Appendix H Device Signing Keys and XSS Attacks in the OpenPubkey paper, has a deeper discussion of how to use JWKs with extractable keys to constraint XSS attackers. It isn't necessary for this discussion, but does provide more context.

[JonasPrimbs]

@EthanHeilman
I agree. Providing the opportunity to refresh the key allows cloning the session to a remote attacker, while fixing this key enables the RP to protect itself from this attack by using a non-extractable key.

Besides that, I'm not feeling well with not being able to rotate the key of a refresh token. However, specifically for the refresh token, I think this is fine if we use hardware-bound/non-extractable tokens (TPM- or HSM-backed). The tokens themselves can be rotated or revoked in the event of a compromised RP being detected, and I value the security advantage of not being able to move the refresh token to another device.

Maybe combining the following requirements can reduce this problem to an acceptable level:

1. Binding the refresh token to a fixed non-extractable key.
2. Allowing the RP to refresh the ID token with another key (explicitly NOT the refresh token key) by proving the possession of both keys (refresh token key to prove authorization + ID token key to prove possession).
3. Short ID token lifetime (~1 minute).

Since the attacker would need the refresh token key to obtain a new ID token, the user must be online, as the refresh token key is non-extractable and can therefore not be transferred to the attacker's device.
The attacker could still use XSS to get a new ID token bound to the attacker's extractable key pair. However, the short validity period makes this ID token usable only within its lifetime. To obtain a new one, the attacker again requires an online user with an active XSS attack and cannot refresh the ID token from their device indefinitely.

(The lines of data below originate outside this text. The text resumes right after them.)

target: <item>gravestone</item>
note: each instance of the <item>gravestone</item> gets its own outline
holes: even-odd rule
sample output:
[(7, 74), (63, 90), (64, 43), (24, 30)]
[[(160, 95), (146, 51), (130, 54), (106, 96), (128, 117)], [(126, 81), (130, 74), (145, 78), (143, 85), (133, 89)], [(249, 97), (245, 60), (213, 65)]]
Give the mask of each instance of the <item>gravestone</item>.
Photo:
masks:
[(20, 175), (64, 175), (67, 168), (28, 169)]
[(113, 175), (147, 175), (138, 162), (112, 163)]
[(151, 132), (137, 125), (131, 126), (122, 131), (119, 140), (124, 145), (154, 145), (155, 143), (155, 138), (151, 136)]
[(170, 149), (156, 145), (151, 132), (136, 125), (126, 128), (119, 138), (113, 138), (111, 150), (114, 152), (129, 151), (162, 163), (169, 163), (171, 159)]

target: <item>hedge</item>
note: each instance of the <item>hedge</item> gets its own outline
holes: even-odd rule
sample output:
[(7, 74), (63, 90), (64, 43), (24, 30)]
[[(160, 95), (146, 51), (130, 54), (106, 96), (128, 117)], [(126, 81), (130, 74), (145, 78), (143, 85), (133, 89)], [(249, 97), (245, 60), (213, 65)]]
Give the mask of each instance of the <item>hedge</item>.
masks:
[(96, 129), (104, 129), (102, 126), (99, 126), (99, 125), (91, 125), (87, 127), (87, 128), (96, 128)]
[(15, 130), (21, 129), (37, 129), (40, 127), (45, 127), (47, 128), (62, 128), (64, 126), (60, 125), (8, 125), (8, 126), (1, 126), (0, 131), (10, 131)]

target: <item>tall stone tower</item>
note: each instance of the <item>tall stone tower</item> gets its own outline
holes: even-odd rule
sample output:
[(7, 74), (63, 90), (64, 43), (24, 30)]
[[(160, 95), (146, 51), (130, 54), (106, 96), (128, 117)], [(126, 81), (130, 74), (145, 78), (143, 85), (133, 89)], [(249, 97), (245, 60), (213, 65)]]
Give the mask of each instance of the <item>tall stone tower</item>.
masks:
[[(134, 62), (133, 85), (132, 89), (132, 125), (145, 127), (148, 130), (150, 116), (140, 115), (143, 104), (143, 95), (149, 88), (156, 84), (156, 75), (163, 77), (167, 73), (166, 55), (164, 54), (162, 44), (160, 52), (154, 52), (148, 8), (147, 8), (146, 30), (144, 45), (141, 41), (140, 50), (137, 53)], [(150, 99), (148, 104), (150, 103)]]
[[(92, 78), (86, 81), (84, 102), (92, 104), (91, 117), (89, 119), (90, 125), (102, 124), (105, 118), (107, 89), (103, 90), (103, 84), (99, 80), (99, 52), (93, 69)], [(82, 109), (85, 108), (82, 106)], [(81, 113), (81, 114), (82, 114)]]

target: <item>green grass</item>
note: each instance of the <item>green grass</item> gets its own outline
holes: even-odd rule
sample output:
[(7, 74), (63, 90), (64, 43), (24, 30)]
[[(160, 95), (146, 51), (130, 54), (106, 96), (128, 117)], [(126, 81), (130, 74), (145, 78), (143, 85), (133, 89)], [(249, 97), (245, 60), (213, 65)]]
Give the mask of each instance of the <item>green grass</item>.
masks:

Using separate key pairs for distinct use cases with different lifetimes (long-term refresh tokens for refreshing access tokens, short-term ID tokens for authentication, and short-term access tokens for authorization) is a nice pattern that should also be applied here, if we want to do everything right.
I have just discovered that there is an Internet Draft with the same purpose, but for access tokens (rotating short-term access token key pairs and fixing the long-term refresh token).
They use a dedicated DPoP-RT header for the DPoP proof of the refresh token. Perhaps we could also introduce a DPoP-ID header for this purpose.